The Cystic Fibrosis Gene Biology – Genetics The Cystic Fibrosis Gene Introduction: Cystic fibrosis is an inherited autosomal recessive disease that exerts its main effects on the digestive system and the lungs. This disease is the most common genetic disorder amongst Caucasians. Cystic fibrosis affects about one in 2,500 people, with one in twenty five being a heterozygote.
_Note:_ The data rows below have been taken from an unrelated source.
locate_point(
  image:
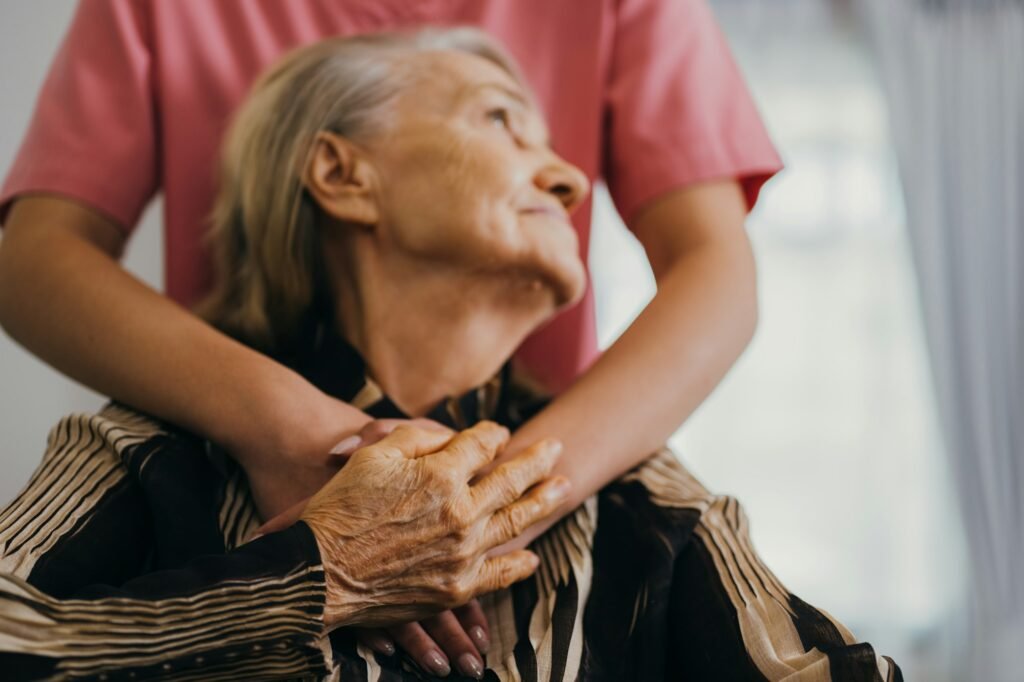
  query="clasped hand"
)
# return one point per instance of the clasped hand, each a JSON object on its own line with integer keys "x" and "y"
{"x": 404, "y": 529}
With the use of antibiotics, the life span of a person afflicted with CF can be extended up to thirty years however, most die before the age of thirteen.1 Since so many people are affected by this disease, it’s no wonder that CF was the first human genetic disease to be cloned by geneticists. In this paper, I will be focusing on how the cystic fibrosis gene was discovered while at the same time, discussing the protein defect in the CF gene, the bio-chemical defect associated with CF, and possible treatments of the disease. Finding the Cystic Fibrosis Gene: The classical genetic approach to finding the gene that is responsible for causing a genetic disease has been to first characterize the bio-chemical defect within the gene, then to identify the mutated protein in the gene of interest, and finally to locate the actual gene.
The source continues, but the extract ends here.